From the Forge Pyris Consulting
Pyris

How to Implement AI in Small Business: Measure, Cut, Build — Dad's Advice About a Treehouse

May 30, 2026 • Jake Botticello

My father had a line he’d deploy any time I reached for the wrong tool: “Use the right tool for the job, or waste all your time.” I heard it a hundred times, but the lesson that stuck came from a treehouse. I wanted to start nailing boards to the maple in the backyard the day we bought the lumber. He made me climb the tree first — with a tape measure. Measure the trunk. Measure the spread of the branches. Figure out what the tree could actually hold before a single cut. Then cut to the measurements. Then build. And every spring after, he’d send me up to check the joints, because the tree keeps growing whether your treehouse does or not.

Thirty-some years later, I watch businesses do the opposite with AI every single week. They buy the lumber first — the chatbot, the agent platform, the automation suite — nail it to whatever branch is closest, and then stand back wondering why the floor’s crooked.

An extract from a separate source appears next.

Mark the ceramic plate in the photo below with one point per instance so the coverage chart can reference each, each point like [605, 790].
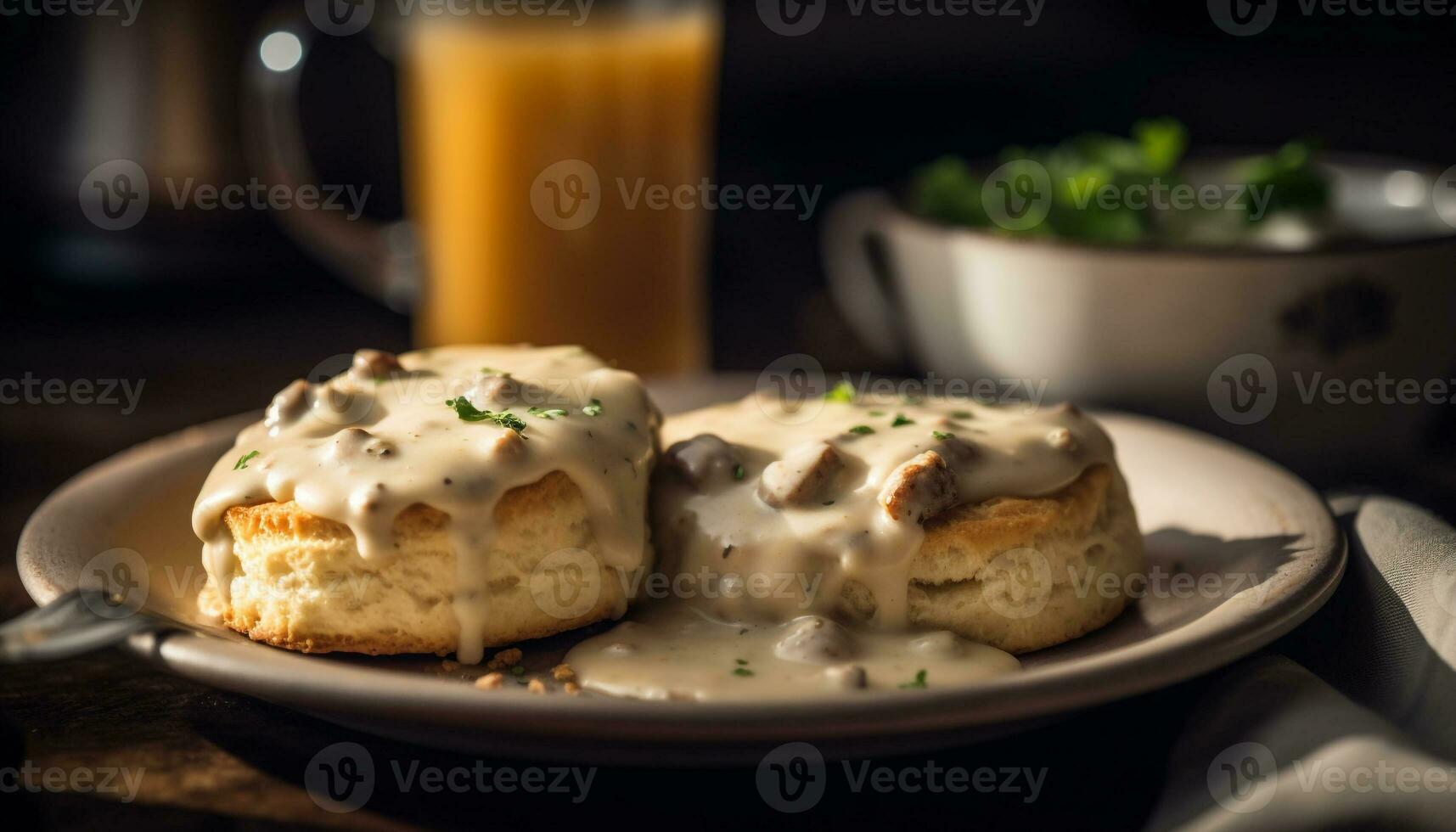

Here’s the thesis, and it’s the same one that runs through everything we build: AI alone doesn’t fix a business. It’s a tool — a genuinely remarkable one — that only pays off as part of a bigger solution built around how your business actually works. If you’ve read our pillar guide on how to scale small business operations, you already know the doctrine: process first, then technology. AI doesn’t get an exemption from that rule. If anything, AI punishes you harder for skipping it.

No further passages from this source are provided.